When you get a GNU/Linux system distribution, everything in it is licensed under the GNU Public License.  You can install anything you want in addition to that, but you can’t package the extras and redistribute it  This also extends to the packaging system.  The Ubuntu Software Center has provisions for adding non-free (i.e., non-GPL) software repositories, but they aren’t going to intereact with each other, so complex packages like GridEngine, that depend on non-free components, come with “some assembly required.”  In my case, someone had already solved the problem for Ubuntu, so a Google search turned up a list of the missing packages and how to install them.  I’ve used GridEngine for years, but on Solaris and RedHat Linux systems.  Solaris, of course, was licensed from Sun (now Oracle) and had full support.  The old Sun GridEngine for Linux packages came with the non-free fonts and dependent packages integrated, because you got them from Sun–they weren’t on any of the five or six CDs (now two DVDs) that comprise the full Red Hat Enterprise Linux (or, as many of us who don’t need any hand-holding support from Red Hat use–CentOS).

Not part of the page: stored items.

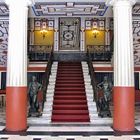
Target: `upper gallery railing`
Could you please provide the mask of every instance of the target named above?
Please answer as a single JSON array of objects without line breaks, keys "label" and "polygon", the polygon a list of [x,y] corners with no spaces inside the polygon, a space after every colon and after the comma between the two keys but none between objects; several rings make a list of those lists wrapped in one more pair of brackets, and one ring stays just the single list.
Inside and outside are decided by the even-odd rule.
[{"label": "upper gallery railing", "polygon": [[93,61],[111,61],[112,45],[88,45],[87,49]]},{"label": "upper gallery railing", "polygon": [[49,58],[51,45],[29,45],[28,58],[29,61],[46,61]]}]

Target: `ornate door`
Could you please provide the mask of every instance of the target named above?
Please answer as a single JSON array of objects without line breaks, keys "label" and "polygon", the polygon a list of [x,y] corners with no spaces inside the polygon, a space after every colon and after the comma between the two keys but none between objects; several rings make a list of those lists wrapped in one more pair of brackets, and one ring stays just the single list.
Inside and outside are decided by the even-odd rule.
[{"label": "ornate door", "polygon": [[79,18],[60,18],[59,50],[80,50]]}]

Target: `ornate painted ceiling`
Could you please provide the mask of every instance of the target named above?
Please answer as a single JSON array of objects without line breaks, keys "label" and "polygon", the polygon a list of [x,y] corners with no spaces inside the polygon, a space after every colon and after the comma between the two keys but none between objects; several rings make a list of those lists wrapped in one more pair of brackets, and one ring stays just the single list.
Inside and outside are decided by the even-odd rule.
[{"label": "ornate painted ceiling", "polygon": [[[43,0],[42,0],[43,1]],[[44,0],[45,1],[45,0]],[[98,2],[94,0],[83,2],[36,2],[30,7],[29,17],[111,17],[112,7],[107,7],[105,2]],[[54,1],[54,0],[52,0]],[[76,1],[76,0],[75,0]],[[103,1],[103,0],[102,0]],[[8,6],[0,0],[0,18],[8,17]],[[133,16],[140,16],[140,3],[133,7]]]},{"label": "ornate painted ceiling", "polygon": [[36,3],[36,16],[104,16],[108,7],[98,2]]}]

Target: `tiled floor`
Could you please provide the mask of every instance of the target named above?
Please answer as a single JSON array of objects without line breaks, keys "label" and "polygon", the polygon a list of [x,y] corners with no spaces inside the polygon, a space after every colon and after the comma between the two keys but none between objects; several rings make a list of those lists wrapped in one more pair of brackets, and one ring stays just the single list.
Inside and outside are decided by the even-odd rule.
[{"label": "tiled floor", "polygon": [[51,136],[45,136],[45,137],[34,137],[34,136],[16,136],[16,135],[11,135],[11,136],[0,136],[0,140],[140,140],[139,137],[135,136],[120,136],[120,137],[115,137],[115,136],[90,136],[90,137],[51,137]]}]

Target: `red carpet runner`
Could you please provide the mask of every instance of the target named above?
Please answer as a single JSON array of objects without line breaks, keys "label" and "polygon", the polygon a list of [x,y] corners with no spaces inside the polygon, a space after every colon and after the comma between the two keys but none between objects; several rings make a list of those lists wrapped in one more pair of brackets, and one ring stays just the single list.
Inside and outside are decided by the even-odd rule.
[{"label": "red carpet runner", "polygon": [[52,122],[89,122],[82,66],[79,62],[59,62]]}]

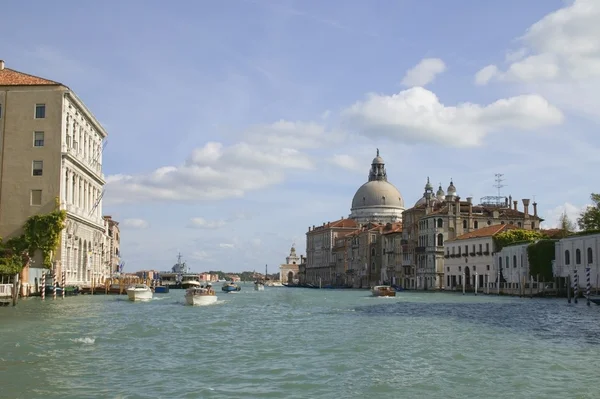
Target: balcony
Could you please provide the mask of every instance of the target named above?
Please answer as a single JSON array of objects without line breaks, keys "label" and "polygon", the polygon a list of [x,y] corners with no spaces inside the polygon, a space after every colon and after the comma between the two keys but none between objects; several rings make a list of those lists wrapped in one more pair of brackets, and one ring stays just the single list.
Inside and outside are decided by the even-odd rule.
[{"label": "balcony", "polygon": [[425,252],[425,247],[415,247],[415,253],[422,254]]},{"label": "balcony", "polygon": [[96,216],[95,214],[90,215],[89,211],[85,211],[83,208],[75,206],[73,204],[62,204],[63,209],[68,213],[79,216],[80,218],[87,220],[91,223],[94,223],[99,226],[104,226],[104,221],[101,216]]},{"label": "balcony", "polygon": [[73,147],[68,147],[66,144],[62,146],[62,154],[66,155],[71,161],[87,171],[90,175],[100,178],[104,183],[104,174],[102,173],[101,163],[89,157],[84,157],[83,152],[78,151]]},{"label": "balcony", "polygon": [[[465,254],[465,256],[466,256],[466,254]],[[471,257],[475,256],[475,252],[470,252],[469,256],[471,256]]]},{"label": "balcony", "polygon": [[484,251],[483,254],[487,256],[490,254],[490,251]]},{"label": "balcony", "polygon": [[481,251],[478,251],[478,252],[477,252],[477,255],[478,255],[478,256],[481,256],[481,255],[483,255],[483,252],[481,252]]}]

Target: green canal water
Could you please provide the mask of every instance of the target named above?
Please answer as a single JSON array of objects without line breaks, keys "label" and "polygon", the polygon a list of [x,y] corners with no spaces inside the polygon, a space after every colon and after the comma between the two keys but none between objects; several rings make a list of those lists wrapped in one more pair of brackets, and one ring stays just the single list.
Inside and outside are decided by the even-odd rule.
[{"label": "green canal water", "polygon": [[244,285],[0,308],[0,398],[598,398],[600,307]]}]

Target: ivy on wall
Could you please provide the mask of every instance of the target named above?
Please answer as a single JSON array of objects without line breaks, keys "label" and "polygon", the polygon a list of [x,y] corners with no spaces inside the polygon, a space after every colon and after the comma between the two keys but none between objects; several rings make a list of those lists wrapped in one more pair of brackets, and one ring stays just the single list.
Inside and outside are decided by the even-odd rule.
[{"label": "ivy on wall", "polygon": [[23,225],[23,234],[6,242],[0,241],[0,273],[20,272],[36,251],[42,253],[43,265],[50,269],[52,255],[60,245],[60,236],[66,220],[66,211],[58,209],[27,219]]},{"label": "ivy on wall", "polygon": [[552,261],[554,260],[554,244],[556,240],[539,240],[527,247],[529,274],[540,276],[541,281],[552,281]]}]

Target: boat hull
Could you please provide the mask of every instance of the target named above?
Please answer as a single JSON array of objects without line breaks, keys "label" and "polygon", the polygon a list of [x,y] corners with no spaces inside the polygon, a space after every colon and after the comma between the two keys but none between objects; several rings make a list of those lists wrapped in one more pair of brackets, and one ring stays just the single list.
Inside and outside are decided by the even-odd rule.
[{"label": "boat hull", "polygon": [[152,290],[128,289],[127,297],[130,301],[149,301],[152,299]]},{"label": "boat hull", "polygon": [[216,295],[185,295],[185,303],[192,306],[212,305],[217,302]]},{"label": "boat hull", "polygon": [[169,293],[169,286],[168,285],[159,285],[154,287],[154,293],[155,294],[168,294]]},{"label": "boat hull", "polygon": [[264,291],[265,286],[263,284],[254,284],[254,291]]},{"label": "boat hull", "polygon": [[226,286],[221,287],[221,291],[224,291],[224,292],[237,292],[240,290],[241,290],[241,288],[239,285],[237,285],[237,286],[226,285]]},{"label": "boat hull", "polygon": [[396,290],[390,286],[376,286],[371,290],[373,296],[396,296]]}]

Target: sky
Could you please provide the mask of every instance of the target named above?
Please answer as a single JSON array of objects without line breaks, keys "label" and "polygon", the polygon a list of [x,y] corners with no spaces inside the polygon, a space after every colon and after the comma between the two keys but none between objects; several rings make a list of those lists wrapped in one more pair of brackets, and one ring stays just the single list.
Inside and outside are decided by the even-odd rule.
[{"label": "sky", "polygon": [[407,207],[427,177],[477,201],[501,173],[552,227],[598,192],[600,2],[38,3],[3,4],[0,59],[108,131],[125,271],[275,272],[377,148]]}]

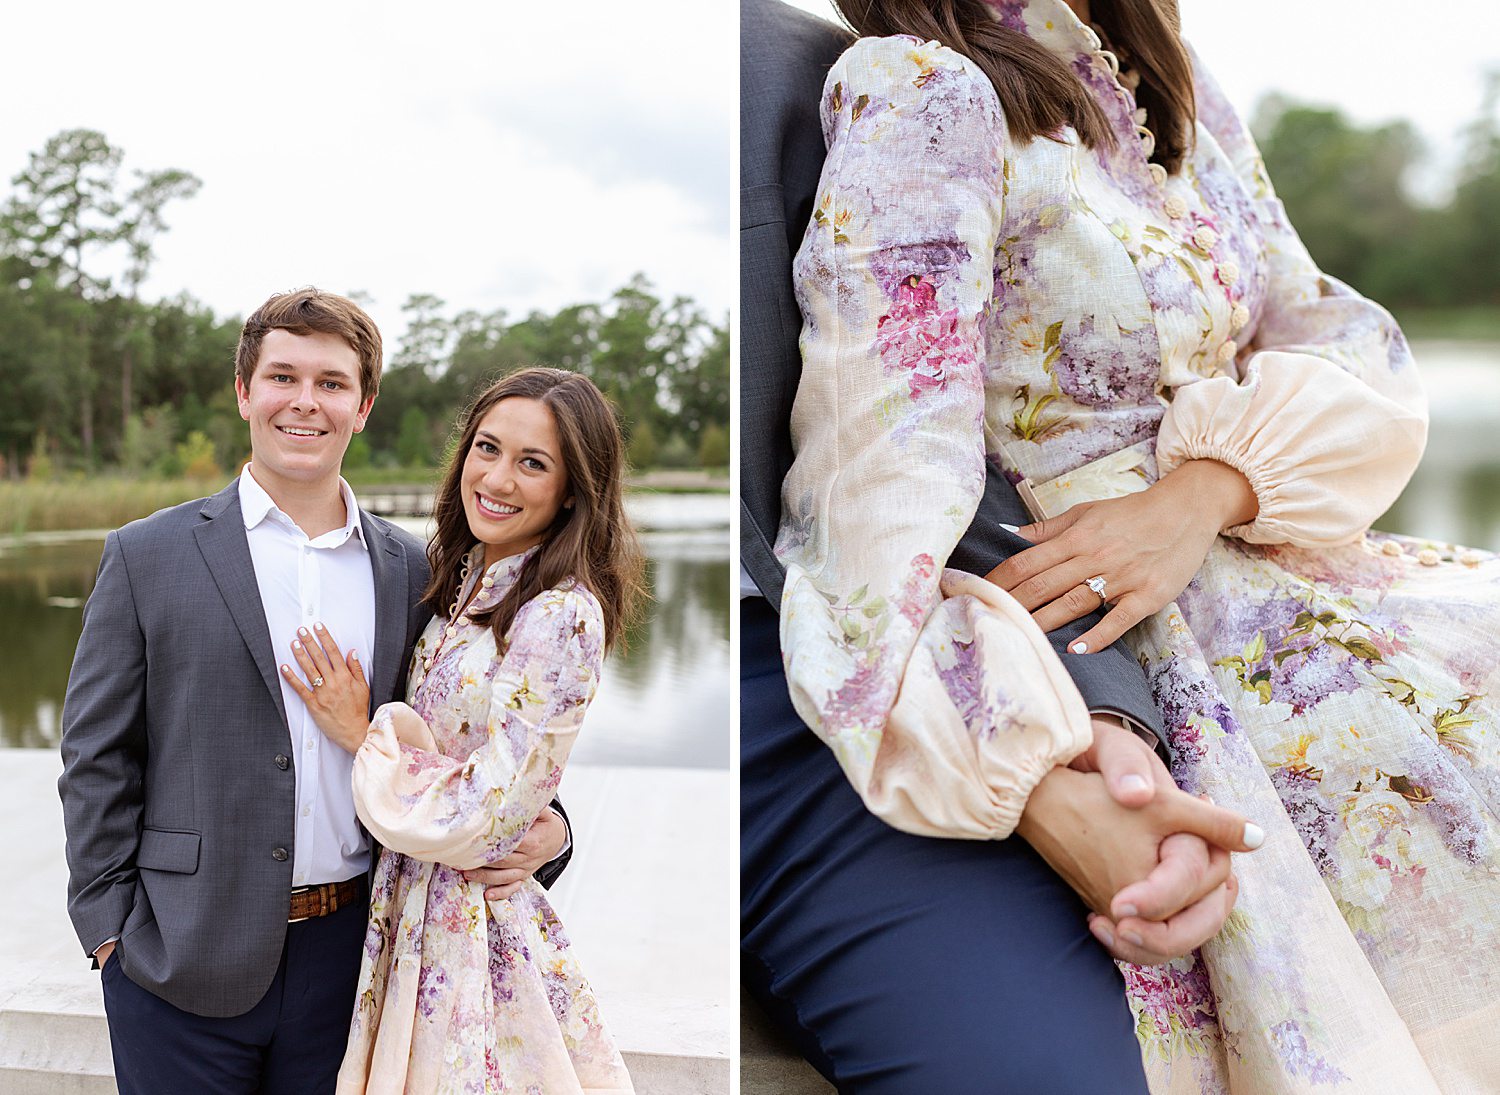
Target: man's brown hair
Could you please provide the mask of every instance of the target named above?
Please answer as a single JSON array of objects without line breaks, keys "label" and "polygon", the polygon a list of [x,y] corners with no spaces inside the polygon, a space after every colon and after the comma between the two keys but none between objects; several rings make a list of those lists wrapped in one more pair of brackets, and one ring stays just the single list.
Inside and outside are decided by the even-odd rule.
[{"label": "man's brown hair", "polygon": [[380,391],[380,329],[375,321],[348,297],[312,286],[277,293],[245,320],[239,347],[234,351],[234,373],[246,388],[260,361],[261,340],[267,331],[276,330],[294,335],[337,335],[359,355],[360,400],[372,399]]}]

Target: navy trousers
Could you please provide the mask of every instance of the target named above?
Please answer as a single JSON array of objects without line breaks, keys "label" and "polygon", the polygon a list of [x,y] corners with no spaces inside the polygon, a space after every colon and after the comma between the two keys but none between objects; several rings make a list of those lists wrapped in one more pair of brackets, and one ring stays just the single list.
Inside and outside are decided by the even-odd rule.
[{"label": "navy trousers", "polygon": [[212,1019],[141,988],[110,955],[101,976],[120,1095],[323,1095],[349,1041],[369,910],[288,924],[260,1003]]},{"label": "navy trousers", "polygon": [[1145,1095],[1124,982],[1019,837],[937,840],[865,809],[743,602],[740,929],[752,994],[840,1092]]}]

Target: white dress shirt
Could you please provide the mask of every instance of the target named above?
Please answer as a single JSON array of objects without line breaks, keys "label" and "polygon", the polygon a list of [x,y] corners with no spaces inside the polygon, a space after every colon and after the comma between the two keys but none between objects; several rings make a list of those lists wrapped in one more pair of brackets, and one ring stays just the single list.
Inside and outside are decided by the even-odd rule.
[{"label": "white dress shirt", "polygon": [[[339,649],[374,663],[375,578],[354,491],[339,480],[342,528],[309,539],[277,508],[250,466],[240,474],[240,510],[255,564],[255,582],[277,665],[300,669],[292,656],[297,629],[328,628]],[[316,640],[314,640],[316,641]],[[354,814],[354,757],[325,738],[297,693],[281,679],[297,777],[292,885],[341,882],[370,868],[369,838]],[[304,677],[304,683],[307,683]]]}]

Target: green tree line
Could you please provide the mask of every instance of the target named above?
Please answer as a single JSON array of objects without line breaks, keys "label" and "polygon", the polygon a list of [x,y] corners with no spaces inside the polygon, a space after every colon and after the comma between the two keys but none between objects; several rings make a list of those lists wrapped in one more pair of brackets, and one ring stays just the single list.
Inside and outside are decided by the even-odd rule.
[{"label": "green tree line", "polygon": [[[170,207],[201,182],[178,168],[127,177],[123,160],[104,134],[67,130],[30,156],[0,203],[5,477],[112,468],[207,478],[249,455],[232,388],[243,317],[186,293],[141,296]],[[638,468],[729,463],[727,322],[661,298],[639,275],[607,300],[551,314],[453,312],[428,294],[402,311],[408,326],[387,344],[351,467],[431,467],[458,409],[527,365],[592,378],[619,408]]]},{"label": "green tree line", "polygon": [[[1398,316],[1500,309],[1500,71],[1463,138],[1451,193],[1412,197],[1424,149],[1405,121],[1358,125],[1268,97],[1253,128],[1276,192],[1318,265]],[[1491,330],[1492,337],[1500,326]]]}]

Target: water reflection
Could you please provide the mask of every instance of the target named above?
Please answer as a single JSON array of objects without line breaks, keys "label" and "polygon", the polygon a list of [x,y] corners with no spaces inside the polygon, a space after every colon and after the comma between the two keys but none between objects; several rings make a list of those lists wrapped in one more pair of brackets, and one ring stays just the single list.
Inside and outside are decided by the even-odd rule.
[{"label": "water reflection", "polygon": [[[728,512],[727,499],[721,499]],[[642,536],[653,600],[611,657],[575,759],[728,767],[729,532]],[[100,539],[0,545],[0,745],[56,748]]]}]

So, at Chaos Central, the new dogs are gradually getting housebroken and have largely quit chewing on the furniture, i.e, have learned enough so they–to use another analogy, don’t respond–like HAL9000 from “2001: A Space Odyssey,” “I’m afraid I can’t do that…” when asked to perform tasks the other computers have been doing for years.  They’ve even learned, with larger memory and faster processors, to do new things.